Finally, in the strong non-Markovian regime displayed in Fig. 3, we can observe a perfect agreement among all the three approaches in the short-time behavior, but the TCL approach is improper in the description of the quantum discord dynamics for the long-time behavior. It is not able to describe the behavior of Rabi oscillation. For the NZ solution, it also presents the behavior of oscillations and the behavior of quantum discord reaches zero in certain regime. Thus, in this case, both perturbative approaches are not suitable to describe the quantum discord dynamics of the system for long time.

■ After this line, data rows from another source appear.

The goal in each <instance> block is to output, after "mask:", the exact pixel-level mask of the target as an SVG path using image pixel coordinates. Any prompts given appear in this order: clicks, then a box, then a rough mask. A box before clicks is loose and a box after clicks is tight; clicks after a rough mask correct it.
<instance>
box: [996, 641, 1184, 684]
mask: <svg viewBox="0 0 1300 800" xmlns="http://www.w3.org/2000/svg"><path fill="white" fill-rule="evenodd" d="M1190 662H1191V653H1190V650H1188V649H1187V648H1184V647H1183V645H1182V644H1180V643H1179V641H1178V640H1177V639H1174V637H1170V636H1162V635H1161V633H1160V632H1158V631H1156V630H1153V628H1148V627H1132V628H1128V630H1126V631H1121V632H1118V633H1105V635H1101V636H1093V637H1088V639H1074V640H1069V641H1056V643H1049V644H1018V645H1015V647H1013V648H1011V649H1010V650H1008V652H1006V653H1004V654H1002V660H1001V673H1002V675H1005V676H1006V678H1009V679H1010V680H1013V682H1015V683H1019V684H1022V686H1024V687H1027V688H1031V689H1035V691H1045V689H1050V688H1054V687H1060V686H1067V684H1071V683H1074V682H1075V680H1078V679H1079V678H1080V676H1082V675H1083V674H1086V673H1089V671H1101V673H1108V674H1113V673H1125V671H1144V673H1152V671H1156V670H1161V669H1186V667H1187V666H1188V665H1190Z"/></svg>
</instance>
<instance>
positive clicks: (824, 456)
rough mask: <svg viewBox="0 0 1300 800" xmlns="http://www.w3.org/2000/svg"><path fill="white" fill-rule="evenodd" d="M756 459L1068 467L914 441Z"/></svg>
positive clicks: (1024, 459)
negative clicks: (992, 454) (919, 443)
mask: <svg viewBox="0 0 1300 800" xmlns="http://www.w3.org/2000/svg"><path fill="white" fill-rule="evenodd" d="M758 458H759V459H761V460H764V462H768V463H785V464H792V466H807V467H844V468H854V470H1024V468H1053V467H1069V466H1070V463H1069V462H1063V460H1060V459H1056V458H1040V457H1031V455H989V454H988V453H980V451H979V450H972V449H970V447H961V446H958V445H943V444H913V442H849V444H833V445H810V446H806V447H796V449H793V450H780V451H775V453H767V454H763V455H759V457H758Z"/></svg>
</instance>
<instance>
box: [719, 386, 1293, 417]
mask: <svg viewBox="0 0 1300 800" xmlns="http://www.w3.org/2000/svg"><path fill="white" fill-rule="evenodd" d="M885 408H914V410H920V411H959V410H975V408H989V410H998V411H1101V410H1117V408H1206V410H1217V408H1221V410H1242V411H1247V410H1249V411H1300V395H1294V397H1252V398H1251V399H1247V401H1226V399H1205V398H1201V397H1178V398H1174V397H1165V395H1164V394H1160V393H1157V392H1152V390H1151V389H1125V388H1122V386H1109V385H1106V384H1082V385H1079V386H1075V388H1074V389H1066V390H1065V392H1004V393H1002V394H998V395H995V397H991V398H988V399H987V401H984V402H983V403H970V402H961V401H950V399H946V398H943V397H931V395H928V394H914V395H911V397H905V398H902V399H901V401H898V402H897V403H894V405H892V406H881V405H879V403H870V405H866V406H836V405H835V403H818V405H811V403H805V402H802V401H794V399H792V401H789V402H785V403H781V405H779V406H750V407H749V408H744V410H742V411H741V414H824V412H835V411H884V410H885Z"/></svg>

How to descript properly of open quantum systems is still far from having a complete and general solution. On one hand, the TCL approach provides a generalized master equation which is local in time. On the other hand, the NZ solution provides a generalized master equation in which the time derivative of the density operator is connected to the past history of the state. Intuition tells us that NZ method provides better description of the memory effect than the TCL method, because it explicitly considers the past history of the open system. However, this is not the case. From the above analysis, we can know that it is difficult to establish whether one method is better than the other one. In fact, the performance of quantum discord dynamics of the system strongly depends on the details of the system, such as initial state, spectral density expressions, spectral width and so on.

In this paper we have presented a systematic comparison of different non-Markovian approaches to the dynamics of quantum discord for two non-coupled qubits interacting with independent reservoir. In particular, we further testify the range of validity of the NZ and the TCL master equation by exploiting this model, which can be applied to different coupling regime. Generally speaking, the TCL approach seems to be preferred to the NZ method when we study the quantum discord dynamics. The dynamics of quantum discord is better than the one that the entanglement gives in describing the quantum correlation.^{[8, 18]} Therefore, the comparison of the above mentioned may be better than the comparison of entanglement dynamics.^[30–31] We finally note that our model contains two non-coupled qubits and is universal in the fields of quantum communication. If the reservoirs are in the case of finite temperature or the thermal nonequilibrium, more proper approximation is demanded and the two dynamics methods need to be developed. These points will be the subject of our future research.